Constructive critisim is really towards the directors/whoever came up with the idea for the story. With such great costumes, location and cast this could have been an epic tale that grabbed you.. but ended up for me as just another film. A well made film sure, but nothing irgional jumped off the page for me. It seems like there are two types of teams in this competition: Ones who know how to make good films, and ones that have crazy origional ideas.. if you could just have a crazy good idea next year nothing will stop you! Can't wait to see what you produce!
i can see where you guys went wrong,
there were no fart jokes,there was no cheap undergraduate humour,you nailed imo a traditional musical,your characters were believable, you did a serious film,you had high production values,and as for your art department!i have watched it 4 times now and i'm still not bored with it. there were no drugs,and no use of the word fuck just for the hell of it. well done guys.
WOW this was both beautiful and brilliant! I won't repeat the synopsis as other reviewers have that covered, but instead I'll try focus on moments in the film that were pitch-perfect, or I think could have been done a little better.
First off, fun little team intro + voiceover before going into the movie. This is totally nitpicking but I think you'd have been better off shooting the intro in a different location to the majority of your film - it's such a beautiful location and I wanted to be taken aback and surprised when it comes up on screen decked out with the cast in costume... but having seen it just before it lost just a little of it's initial punch. Just a thought though :)

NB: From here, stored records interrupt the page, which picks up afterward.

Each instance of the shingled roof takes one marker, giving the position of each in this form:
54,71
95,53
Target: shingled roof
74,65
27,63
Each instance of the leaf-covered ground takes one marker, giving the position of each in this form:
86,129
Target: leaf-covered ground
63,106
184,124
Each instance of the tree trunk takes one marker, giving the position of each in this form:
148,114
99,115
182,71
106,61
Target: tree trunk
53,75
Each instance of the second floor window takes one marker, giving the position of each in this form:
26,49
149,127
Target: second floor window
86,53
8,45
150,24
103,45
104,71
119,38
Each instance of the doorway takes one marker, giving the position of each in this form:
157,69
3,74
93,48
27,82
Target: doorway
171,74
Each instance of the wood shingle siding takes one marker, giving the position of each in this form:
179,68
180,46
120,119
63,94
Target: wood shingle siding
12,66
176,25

Next, the singing starts... and my word what singing it is. The female lead is undoubtedly the stronger singer, but the male lead does an admirable job keeping up (most of the time - the 'no' song was a little off). But the lyrics, backing instruments, and the different 'feel' to each song were all spot-on - this is a proper musical, something I don't think I've ever seen in 48Hours before. Blew me away, actually, and the period setting was the perfect choice for this style of music (actually you probably had the location first and that informed your choice of style? guessing here).
So some shit happens and we're greeted with twist number 1 (omg she's alive)... which I (and I suspect many other people) saw coming as soon as the 'they're both dead' was announced. Didn't stop it from being a big/powerful moment, but I suspect it would have been more moving if we'd seen a little more of the couple's happiness together before the death/separation. But hey, 7 minutes, whatchu gonna do?

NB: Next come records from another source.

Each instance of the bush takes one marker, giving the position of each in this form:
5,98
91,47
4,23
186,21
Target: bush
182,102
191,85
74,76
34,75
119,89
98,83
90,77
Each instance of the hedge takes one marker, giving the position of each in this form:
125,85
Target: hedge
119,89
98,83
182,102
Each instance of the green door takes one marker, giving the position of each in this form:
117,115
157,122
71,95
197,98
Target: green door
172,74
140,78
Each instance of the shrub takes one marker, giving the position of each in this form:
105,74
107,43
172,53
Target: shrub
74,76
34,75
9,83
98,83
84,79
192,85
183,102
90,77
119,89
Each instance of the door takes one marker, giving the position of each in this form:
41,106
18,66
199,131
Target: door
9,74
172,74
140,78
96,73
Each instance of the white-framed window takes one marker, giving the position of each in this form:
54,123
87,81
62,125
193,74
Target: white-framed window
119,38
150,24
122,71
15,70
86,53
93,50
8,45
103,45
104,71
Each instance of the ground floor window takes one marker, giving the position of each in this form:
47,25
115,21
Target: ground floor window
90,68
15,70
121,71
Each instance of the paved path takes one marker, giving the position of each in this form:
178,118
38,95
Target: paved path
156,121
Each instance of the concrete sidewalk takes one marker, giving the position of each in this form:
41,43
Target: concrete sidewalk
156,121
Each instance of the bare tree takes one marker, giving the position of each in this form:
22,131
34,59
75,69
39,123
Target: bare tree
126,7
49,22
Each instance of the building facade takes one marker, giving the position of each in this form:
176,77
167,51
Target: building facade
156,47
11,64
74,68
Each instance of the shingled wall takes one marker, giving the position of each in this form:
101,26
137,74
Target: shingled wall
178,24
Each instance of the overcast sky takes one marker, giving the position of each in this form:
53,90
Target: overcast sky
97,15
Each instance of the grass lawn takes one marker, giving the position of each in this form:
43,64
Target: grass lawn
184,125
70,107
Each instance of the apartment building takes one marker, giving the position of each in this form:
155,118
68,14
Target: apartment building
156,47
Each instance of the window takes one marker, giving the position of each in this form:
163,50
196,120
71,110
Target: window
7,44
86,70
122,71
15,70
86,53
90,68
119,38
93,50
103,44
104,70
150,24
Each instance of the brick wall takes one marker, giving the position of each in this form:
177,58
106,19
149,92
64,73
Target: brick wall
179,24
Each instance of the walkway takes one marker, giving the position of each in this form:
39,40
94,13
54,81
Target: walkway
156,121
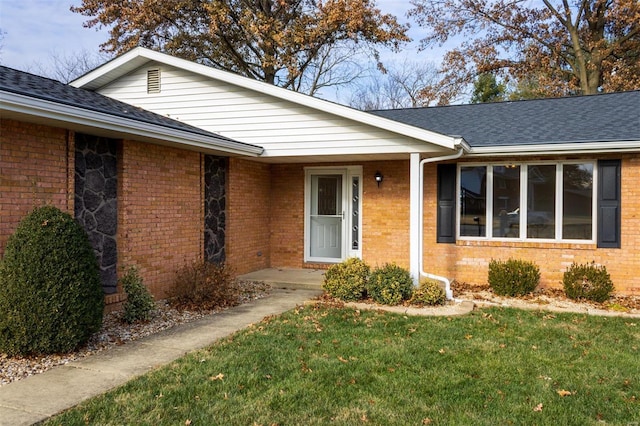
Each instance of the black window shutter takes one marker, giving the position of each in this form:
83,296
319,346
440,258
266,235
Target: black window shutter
446,222
609,203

Twist number 2! The man opening the envelope from the start is the male lead many years later! I like this! It's an invitation (to yet another piece of beautiful art department), and after a rocky start he's reunited (or united? seeing as they haven't met before) with the daughter he didn't know he had. Cool use of the butterfly tattoo to show the connection, and a nice end freeze-frame of forgiveness.
Other cool stuff I liked:
Just having 'Bobby Young' on the envelope and not making a big deal of everyone's names, although that may be because I'm sick of hearing 'Bobby Young' in every bloody film.
The sets/costuming, as stated before, are outstanding, and I thought the cast did an admirable job also (some of those voices, wow!)
The plot resolves itself very nicely, hard to do with a foot in two time settings - both of which are period/historical settings!
Amazing stuff, and personally you'd have been one of my picks for the grand national final.